In conversation with Stormy Chamberlain, PhD On our virtual tour through the Angelman community, we stopped at the University of Connecticut to meet Stormy Chamberlain, PhD. In 2009 she established her own lap at Uconn, focused on human imprinting disorders, such as Angelman syndrome. With good reasons she is member of ASF Scientific Advisory Committee, because time and again she surprises the community with groundbreaking insights. Especially her research dealing with pluripotent stem cells usher in a new era of Angelman drug development. High time for us to inquire more precisely …
When did you first come into contact with Angelman syndrome? What makes AS so special from a scientific point of view?
I first became aware of Angelman syndrome as a PhD student at the University of Florida in 1997. My thesis project involved finding the genes important for Prader- Willi syndrome using a mouse model, and I had to learn about and understand the reciprocal regulation of paternal and maternal copies of chromosome 15q.
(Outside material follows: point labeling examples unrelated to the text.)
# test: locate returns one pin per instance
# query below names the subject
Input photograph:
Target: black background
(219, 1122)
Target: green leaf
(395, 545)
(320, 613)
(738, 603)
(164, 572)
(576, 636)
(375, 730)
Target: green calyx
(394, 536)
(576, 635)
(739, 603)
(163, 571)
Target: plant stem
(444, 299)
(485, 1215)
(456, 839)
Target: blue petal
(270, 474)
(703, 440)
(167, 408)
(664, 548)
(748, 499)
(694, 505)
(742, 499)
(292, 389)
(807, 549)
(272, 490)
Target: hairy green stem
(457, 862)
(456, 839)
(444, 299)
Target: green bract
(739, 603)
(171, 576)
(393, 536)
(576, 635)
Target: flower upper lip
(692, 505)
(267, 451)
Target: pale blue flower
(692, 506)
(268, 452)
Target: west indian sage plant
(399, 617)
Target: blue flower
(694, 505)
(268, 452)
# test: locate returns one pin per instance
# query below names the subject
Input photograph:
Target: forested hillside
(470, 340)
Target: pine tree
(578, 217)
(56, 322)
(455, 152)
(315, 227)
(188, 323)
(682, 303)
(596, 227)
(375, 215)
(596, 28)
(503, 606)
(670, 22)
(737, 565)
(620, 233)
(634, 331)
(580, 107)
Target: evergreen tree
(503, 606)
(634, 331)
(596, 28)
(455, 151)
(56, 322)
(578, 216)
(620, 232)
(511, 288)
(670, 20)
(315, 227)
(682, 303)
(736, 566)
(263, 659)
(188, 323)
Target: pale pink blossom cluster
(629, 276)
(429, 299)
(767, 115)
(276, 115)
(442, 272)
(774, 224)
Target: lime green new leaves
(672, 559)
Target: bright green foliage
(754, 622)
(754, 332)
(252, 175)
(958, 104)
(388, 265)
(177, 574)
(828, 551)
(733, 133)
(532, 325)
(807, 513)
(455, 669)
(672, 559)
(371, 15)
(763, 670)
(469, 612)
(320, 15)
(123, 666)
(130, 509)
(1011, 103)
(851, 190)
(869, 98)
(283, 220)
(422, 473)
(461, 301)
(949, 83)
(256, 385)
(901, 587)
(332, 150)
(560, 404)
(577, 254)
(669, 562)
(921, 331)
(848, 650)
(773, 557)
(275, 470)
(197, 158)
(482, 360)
What makes Angelman syndrome interesting for you from a scientific point of view?
I have always been intrigued as to why evolution chose to turn off one of the copies of a gene that is so important for normal development. All placental mammals imprint UBE3A and it’s not clear why. One might argue that the dose of the gene is super important, but actually, expression from the maternal copy of UBE3A is increased over the course of neurodevelopment, just as the paternal copy is getting silenced, so the dosage argument doesn’t make a lot of sense. Although every placental mammal imprints UBE3A, there are subtle differences in how it achieved as well. This means that the imprinting is important, but evolution has come up with some slightly different ways to achieve it. I just think that the complexity of how this all happens is so interesting, and can reveal lessons that can be applied to other genes in the genome.
„I am committed to AS research because I firmly believe that by investing in knowledge about a disorder and gene that science can make a therapeutic that is more likely to provide substantial benefit. AS will be an excellent example for other disorders.“
One part of your research is focused on pluripotent stem cells. What exactly is it?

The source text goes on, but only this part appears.